Oil supplies and price are slippery topic for prediction

World recession, area of conflict affect petroleum market

October 04, 2001|By Marego Athans | Marego Athans,SUN NATIONAL STAFF

Normally, the scenario would be easier to predict: The prospect of a war involving major oil-producing nations would threaten world oil supplies and send prices rocketing.

But, of course, these aren't normal times.

The price of oil is down more than $5 a barrel and gasoline is down 11 cents a gallon since the Sept. 11 terrorist attacks, even as the United States mobilizes for war.

For now, the market's behavior has more to do with the threat of global recession than the threat of war.

But a military conflict, analysts say, could affect world oil supplies drastically. Or somewhat. Or hardly at all, depending on the theater of conflict and public reaction in Islamic oil-producing countries.

Think chess game. The outlook offers so many unknowns that many analysts accustomed to using the words buy and sell are urging only: "Be careful." Few lessons can be taken from the Persian Gulf war of 1991, when an international embargo immediately shut off exports from Iraq and Iraqi-controlled Kuwait and oil prices shot up to $41 a barrel."This is an all-bets-are-off scenario," said Tom Kloza, chief oil analyst at the Oil Price Information Service in Lakewood, N.J. "It hinges on how deep the recession is and whether the theater of war will expand from the fringe terrorist groups to countries that aren't regarded as international outlaws and happen to produce a lot of crude oil."

A conflict confined to Afghanistan - which is not in the Middle East but in Central Asia - could have little or no effect on supply because Afghanistan produces no oil. The country is a U.S. military target because Osama bin Laden, whom the United States blames for the attacks, is believed to be hiding there, under the protection of the ruling Taliban regime.

At the other extreme, any battle that comes to be viewed in the Middle East as pitting the West against Islam could set off uprisings and disrupt the oil flow from countries such as Iran or even Saudi Arabia, the world's largest oil producer and the second-largest source of imported oil to the United States.

In between lies a host of other possibilities involving Middle Eastern countries that export smaller amounts of oil but where a disruption of supplies could reverberate around the globe.

Iraq, for instance, exports about 2.3 million barrels of crude oil a day, 628,000 of which is sold to the United States through a United Nations humanitarian aid program.

That's only a fraction of the U.S. daily consumption, which is 19.6 million barrels a day. But if Iraq cut off its exports, the United States would have to find that oil elsewhere, as would other countries that import Iraqi oil - forcing a run on supply.

"The oil markets are very finely balanced," said Adam Sieminski, energy analyst at Deutsche Banc Alex. Brown in Baltimore. "A change of 2 million barrels is enormous" if the disruption continues for a month or longer.

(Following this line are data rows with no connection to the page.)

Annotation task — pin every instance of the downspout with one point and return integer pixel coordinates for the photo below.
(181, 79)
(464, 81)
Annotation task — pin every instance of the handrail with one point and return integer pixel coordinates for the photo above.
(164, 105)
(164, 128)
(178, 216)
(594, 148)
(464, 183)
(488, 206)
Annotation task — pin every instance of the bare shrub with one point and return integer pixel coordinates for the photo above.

How the United States negotiates the political minefields of the Middle East could determine its economic health, which is inextricably linked to oil, said Peter Beutel, president of Cameron Hanover, an energy risk management firm in New Canaan, Conn.

"If countries like Iran and Iraq cut off their oil supplies to us, we're going to find ourselves in a perpetual recession," he said. "It's no coincidence that the economic boom that we saw from 1993 to 1999 was accompanied by the lowest real oil prices that this country has ever seen. And it is no coincidence that every recession of the last 30 years has been preceded by increases in the price of oil.

"More potentially frightening," Beutel said, "is the thought that the governments that are friendly to us - the United Arab Emirates, Kuwait, Saudi Arabia - could be toppled if this turns into Islam versus the West.

"If you were to have a hostile regime in Saudi Arabia, we'd be in deep, deep trouble," he said. "You'd have what we had in the 1970s, recession exacerbated by inflation."

Still, the United States has plenty of other sources of crude oil it can tap if supplies are shut down in the Persian Gulf, said Chris Kelley, spokesman for the American Petroleum Institute - including this country's Strategic Petroleum Reserve stored in salt caverns along the Texas and Louisiana coast, new oil fields and platforms in Alaska and the Gulf of Mexico, and the many other countries that produce oil.

He points out that "Canada, one of our best friends" is the No. 1 source of imported U.S. oil. "Third is Venezuela. Fourth is Mexico. The danger of losing foreign sources is not that great."

Even the prospect of losing Iraq's oil paints a fuzzy picture, said Kloza, the OPIS oil analyst: "The initial reaction would be for the price to go up, but we proved during the gulf war and eight years afterward that we can do without Iraqi oil."

For now, although round-the-clock war talk dominates the airwaves, the oil market is still obsessed with the economy.